Copilot commented on code in PR #3099:
URL: https://github.com/apache/brpc/pull/3099#discussion_r2365558098
##########
test/brpc_protobuf_json_unittest.cpp:
##########
@@ -497,6 +499,149 @@ TEST_F(ProtobufJsonTest, json_to_pb_expected_failed_case)
{
ASSERT_STREQ("Invalid value `23' for optional field `Content.uid' which
SHOULD be string, Missing required field: Ext.databyte", error.data());
}
+TEST_F(ProtobufJsonTest, json_to_pb_unbounded_recursion) {
+ test::RecursiveMessage msg;
+
+ // Generate a deeply nested JSON string to trigger unbounded recursion.

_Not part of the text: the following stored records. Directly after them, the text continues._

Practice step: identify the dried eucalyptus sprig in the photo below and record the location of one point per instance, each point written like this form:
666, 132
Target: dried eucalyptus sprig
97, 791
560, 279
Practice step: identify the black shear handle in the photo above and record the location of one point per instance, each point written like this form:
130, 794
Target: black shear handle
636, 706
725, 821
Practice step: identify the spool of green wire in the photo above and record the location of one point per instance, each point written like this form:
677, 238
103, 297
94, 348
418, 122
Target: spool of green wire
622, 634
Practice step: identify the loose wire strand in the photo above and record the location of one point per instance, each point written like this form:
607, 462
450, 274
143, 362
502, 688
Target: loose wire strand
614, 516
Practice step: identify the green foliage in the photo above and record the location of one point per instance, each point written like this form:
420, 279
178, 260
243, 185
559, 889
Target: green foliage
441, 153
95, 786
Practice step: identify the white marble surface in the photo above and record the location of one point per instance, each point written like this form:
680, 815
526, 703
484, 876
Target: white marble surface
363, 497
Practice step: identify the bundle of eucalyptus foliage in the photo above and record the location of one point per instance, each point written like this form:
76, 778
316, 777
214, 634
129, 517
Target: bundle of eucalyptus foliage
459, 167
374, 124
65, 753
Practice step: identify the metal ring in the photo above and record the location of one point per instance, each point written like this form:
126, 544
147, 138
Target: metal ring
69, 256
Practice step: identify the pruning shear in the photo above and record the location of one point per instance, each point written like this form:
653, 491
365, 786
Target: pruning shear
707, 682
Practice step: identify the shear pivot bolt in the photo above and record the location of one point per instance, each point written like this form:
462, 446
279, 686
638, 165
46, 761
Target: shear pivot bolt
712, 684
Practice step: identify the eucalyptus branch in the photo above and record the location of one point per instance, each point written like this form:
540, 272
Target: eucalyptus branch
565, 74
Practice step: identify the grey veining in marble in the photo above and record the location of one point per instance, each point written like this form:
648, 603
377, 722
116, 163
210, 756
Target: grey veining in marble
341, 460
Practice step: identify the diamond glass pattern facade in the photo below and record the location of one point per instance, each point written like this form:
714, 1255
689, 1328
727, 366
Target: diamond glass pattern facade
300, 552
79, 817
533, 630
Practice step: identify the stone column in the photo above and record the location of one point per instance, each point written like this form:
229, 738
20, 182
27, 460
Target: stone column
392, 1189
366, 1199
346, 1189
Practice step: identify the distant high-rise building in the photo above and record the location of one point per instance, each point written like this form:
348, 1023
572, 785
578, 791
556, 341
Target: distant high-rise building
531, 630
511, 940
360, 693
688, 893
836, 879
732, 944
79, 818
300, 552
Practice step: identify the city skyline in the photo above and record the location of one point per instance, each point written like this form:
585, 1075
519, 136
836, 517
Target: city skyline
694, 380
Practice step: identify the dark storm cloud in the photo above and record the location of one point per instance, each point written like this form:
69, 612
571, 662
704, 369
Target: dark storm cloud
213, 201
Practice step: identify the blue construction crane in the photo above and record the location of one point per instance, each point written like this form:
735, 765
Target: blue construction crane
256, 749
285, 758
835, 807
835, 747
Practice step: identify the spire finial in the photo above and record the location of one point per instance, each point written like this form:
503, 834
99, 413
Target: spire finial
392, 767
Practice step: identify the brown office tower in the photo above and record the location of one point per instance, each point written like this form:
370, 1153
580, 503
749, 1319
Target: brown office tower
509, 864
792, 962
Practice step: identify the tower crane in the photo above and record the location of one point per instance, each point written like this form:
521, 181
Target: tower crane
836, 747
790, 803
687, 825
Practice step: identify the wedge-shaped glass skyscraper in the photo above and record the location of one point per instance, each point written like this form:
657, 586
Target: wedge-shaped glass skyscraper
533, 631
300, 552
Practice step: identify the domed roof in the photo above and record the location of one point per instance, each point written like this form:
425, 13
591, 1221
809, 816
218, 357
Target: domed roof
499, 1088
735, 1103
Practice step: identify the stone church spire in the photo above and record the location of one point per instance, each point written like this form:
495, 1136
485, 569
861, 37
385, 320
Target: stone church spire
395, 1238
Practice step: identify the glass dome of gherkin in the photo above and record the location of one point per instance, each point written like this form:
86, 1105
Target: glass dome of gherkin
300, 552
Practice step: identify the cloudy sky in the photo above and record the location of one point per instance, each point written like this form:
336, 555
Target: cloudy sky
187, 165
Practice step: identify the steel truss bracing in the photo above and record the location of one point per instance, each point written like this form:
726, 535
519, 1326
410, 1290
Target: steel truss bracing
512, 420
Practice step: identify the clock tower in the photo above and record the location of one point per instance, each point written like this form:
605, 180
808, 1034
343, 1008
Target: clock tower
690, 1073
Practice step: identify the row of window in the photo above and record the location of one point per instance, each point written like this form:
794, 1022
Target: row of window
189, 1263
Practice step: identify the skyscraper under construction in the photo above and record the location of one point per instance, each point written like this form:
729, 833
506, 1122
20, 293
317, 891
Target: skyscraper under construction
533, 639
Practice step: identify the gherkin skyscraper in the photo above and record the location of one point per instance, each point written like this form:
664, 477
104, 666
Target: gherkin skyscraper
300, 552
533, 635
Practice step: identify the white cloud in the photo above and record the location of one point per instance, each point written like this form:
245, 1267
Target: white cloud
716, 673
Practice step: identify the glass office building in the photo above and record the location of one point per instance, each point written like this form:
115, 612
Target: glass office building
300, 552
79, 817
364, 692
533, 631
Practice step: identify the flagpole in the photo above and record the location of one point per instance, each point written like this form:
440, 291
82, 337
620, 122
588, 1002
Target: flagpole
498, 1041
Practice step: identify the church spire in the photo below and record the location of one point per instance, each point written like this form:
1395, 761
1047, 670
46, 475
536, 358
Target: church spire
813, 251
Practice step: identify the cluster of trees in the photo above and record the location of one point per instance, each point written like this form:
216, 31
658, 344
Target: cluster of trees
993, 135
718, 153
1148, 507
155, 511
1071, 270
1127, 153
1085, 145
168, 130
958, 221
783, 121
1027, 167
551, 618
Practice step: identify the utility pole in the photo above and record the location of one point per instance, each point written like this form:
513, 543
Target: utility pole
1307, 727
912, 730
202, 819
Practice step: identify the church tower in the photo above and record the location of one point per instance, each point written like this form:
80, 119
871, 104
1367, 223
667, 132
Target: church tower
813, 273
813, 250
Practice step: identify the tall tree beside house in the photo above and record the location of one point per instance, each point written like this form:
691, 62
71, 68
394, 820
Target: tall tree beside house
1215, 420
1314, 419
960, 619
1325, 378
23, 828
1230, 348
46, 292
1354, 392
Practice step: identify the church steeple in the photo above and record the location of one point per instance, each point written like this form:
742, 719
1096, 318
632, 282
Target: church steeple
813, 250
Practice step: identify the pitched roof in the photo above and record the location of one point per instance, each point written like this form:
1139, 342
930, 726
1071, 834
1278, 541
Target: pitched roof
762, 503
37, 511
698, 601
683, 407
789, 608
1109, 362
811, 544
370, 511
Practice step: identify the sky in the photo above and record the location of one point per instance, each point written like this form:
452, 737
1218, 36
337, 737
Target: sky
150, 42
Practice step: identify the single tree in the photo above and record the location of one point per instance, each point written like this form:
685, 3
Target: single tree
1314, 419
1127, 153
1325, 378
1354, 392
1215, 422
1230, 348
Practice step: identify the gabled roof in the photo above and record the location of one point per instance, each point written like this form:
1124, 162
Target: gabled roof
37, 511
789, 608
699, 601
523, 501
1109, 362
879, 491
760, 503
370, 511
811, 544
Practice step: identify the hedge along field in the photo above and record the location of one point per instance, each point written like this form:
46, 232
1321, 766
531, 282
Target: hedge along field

+ const int recursion_depth = 140000;
Review Comment:
The magic number 140000 should be defined as a constant with a meaningful
name explaining why this specific depth was chosen for the test.
```suggestion
// Chosen to reliably exceed the maximum recursion depth in json2pb and
trigger error handling.
constexpr int kUnboundedRecursionTestDepth = 140000;
const int recursion_depth = kUnboundedRecursionTestDepth;
```
##########
src/json2pb/json_to_pb.cpp:
##########
@@ -526,7 +536,12 @@ bool JsonValueToProtoMessage(const
BUTIL_RAPIDJSON_NAMESPACE::Value& json_value,
google::protobuf::Message* message,
const Json2PbOptions& options,
std::string* err,
+ int depth,
bool root_val) {
+ if (depth > FLAGS_json2pb_max_recursion_depth) {
Review Comment:
The depth check should use '>=' to be consistent with the pb_to_json.cpp
implementation and to ensure the limit is enforced at exactly the configured
depth.
```suggestion
if (depth >= FLAGS_json2pb_max_recursion_depth) {
```
##########
test/brpc_protobuf_json_unittest.cpp:
##########
@@ -497,6 +499,149 @@ TEST_F(ProtobufJsonTest, json_to_pb_expected_failed_case)
{
ASSERT_STREQ("Invalid value `23' for optional field `Content.uid' which
SHOULD be string, Missing required field: Ext.databyte", error.data());
}
+TEST_F(ProtobufJsonTest, json_to_pb_unbounded_recursion) {
+ test::RecursiveMessage msg;
+
+ // Generate a deeply nested JSON string to trigger unbounded recursion.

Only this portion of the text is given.